Before discussing such file structures, we must become familiar with some basic file-processing terminology. An entry-sequenced file stores records in the order that they were added to the file. Entry-sequenced files are the disk-based equivalent to an unsorted list and so do not support efficient search. The natural solution is to sort the records by order of the search key. However, a typical database, such as a collection of employee or customer records maintained by a business, might contain multiple search keys. To answer a question about a particular customer might require a search on the name of the customer. Businesses often wish to sort and output the records by zip code order for a bulk mailing. Government paperwork might require the ability to search by Social Security number. Thus, there might not be a single “correct” order in which to store the records.
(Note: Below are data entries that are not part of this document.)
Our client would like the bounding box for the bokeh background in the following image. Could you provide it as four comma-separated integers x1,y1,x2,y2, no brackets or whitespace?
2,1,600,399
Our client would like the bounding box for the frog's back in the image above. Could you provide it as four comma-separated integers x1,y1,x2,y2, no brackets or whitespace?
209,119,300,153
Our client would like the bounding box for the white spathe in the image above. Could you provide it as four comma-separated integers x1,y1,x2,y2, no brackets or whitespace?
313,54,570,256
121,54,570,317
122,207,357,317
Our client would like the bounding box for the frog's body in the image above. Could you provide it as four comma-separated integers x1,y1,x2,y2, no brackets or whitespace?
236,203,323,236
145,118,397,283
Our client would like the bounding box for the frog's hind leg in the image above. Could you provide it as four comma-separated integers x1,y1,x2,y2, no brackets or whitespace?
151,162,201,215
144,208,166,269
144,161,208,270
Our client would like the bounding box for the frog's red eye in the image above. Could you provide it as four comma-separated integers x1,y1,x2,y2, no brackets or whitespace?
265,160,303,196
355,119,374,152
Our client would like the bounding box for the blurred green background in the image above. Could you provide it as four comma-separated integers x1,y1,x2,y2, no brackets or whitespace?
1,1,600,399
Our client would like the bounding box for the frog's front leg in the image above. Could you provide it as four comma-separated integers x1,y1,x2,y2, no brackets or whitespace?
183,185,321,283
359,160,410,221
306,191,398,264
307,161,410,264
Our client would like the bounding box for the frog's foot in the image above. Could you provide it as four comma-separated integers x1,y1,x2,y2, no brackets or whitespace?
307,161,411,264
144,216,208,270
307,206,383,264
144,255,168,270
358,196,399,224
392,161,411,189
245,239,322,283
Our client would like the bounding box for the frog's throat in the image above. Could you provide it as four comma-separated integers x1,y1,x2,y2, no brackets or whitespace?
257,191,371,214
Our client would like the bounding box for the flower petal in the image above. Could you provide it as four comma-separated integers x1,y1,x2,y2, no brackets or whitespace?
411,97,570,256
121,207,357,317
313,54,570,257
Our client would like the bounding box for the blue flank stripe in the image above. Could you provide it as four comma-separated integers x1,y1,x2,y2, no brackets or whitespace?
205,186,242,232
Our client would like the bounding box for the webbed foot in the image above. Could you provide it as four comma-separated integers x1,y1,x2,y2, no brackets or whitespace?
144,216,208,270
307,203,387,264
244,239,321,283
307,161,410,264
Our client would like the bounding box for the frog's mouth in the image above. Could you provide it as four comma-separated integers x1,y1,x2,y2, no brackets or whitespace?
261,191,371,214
Indexing is the process of associating a key with the location of a corresponding data record. An external sort typically uses the concept of a key sort, in which an index file is created whose records consist of key/pointer pairs. Here, each key is associated with a pointer to a complete record in the main database file. The index file could be sorted or organized using a tree structure, thereby imposing a logical order on the records without physically rearranging them. One database might have several associated index files, each supporting efficient access through a different key field.
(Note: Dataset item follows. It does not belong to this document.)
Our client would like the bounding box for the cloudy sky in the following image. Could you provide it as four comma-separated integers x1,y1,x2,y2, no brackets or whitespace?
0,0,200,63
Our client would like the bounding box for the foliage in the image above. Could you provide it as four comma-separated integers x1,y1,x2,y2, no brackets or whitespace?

Each record of a database normally has a unique identifier, called the primary key. For example, the primary key for a set of personnel records might be the Social Security number or ID number for the individual. Unfortunately, the ID number is generally an inconvenient value on which to perform a search because the searcher is unlikely to know it. Instead, the searcher might know the desired employee’s name. Alternatively, the searcher might be interested in finding all employees whose salary is in a certain range. If these are typical search requests to the database, then the name and salary fields deserve separate indices. However, key values in the name and salary indices are not likely to be unique.
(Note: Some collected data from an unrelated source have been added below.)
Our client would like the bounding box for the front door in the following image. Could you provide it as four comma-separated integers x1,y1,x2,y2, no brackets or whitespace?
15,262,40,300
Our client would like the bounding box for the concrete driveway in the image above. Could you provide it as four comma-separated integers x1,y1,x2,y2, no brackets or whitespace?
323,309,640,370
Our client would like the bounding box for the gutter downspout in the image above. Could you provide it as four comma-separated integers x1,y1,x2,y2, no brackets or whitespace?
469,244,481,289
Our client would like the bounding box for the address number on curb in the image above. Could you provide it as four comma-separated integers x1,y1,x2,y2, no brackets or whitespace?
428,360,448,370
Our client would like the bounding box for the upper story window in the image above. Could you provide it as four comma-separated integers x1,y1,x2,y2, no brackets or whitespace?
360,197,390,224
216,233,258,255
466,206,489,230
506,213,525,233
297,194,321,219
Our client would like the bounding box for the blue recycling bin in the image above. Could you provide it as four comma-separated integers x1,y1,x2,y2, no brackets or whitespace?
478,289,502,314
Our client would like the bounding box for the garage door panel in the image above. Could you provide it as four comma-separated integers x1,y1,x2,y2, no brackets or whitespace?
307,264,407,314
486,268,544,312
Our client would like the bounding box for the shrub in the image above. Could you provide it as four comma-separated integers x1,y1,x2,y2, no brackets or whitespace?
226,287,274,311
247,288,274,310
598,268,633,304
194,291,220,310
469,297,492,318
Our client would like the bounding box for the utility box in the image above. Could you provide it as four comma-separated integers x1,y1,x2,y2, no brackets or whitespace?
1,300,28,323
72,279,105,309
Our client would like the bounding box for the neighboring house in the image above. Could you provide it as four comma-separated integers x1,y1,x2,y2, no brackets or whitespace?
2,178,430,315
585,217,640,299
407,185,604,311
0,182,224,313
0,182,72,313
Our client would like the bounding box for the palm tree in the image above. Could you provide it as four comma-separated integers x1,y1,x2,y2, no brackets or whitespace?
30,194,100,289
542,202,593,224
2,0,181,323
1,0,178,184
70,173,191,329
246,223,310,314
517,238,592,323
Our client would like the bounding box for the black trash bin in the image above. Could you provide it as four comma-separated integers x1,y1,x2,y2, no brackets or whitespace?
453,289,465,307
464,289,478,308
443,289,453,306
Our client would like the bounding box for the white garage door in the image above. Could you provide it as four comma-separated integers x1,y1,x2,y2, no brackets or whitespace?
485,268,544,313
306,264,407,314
A key field such as salary, where a particular key value might be duplicated in multiple records, is called a secondary key. Most searches are performed using a secondary key. The secondary key index (or more simply, secondary index) will associate a secondary key value with the primary key of each record having that secondary key value. At this point, the full database might be searched directly for the record with that primary key, or there might be a primary key index (or primary index) that relates each primary key value with a pointer to the actual record on disk. In the latter case, only the primary index provides the location of the actual record on disk, while the secondary indices refer to the primary index.
Indexing is an important technique for organizing large databases, and many indexing methods have been developed. Direct access through hashing is discussed in Chapter Hashing. A simple list sorted by key value can also serve as an index to the record file. Indexing disk files by sorted lists are discussed in the following section. Unfortunately, a sorted list does not perform well for insert and delete operations.
A third approach to indexing is the tree index. Trees are typically used to organize large databases that must support record insertion, deletion, and key range searches. ISAM was a a tentative step toward solving the problem of storing a large database that must support insertion and deletion of records. Its shortcomings help to illustrate the value of tree indexing techniques. Module TreeIndexing introduces the basic issues related to tree indexing. Module 2-3 tree introduces the 2-3 tree, a balanced tree structure that is a simple form of the B-tree. B-trees are the most widely used indexing method for large disk-based databases, and for implementing file systems.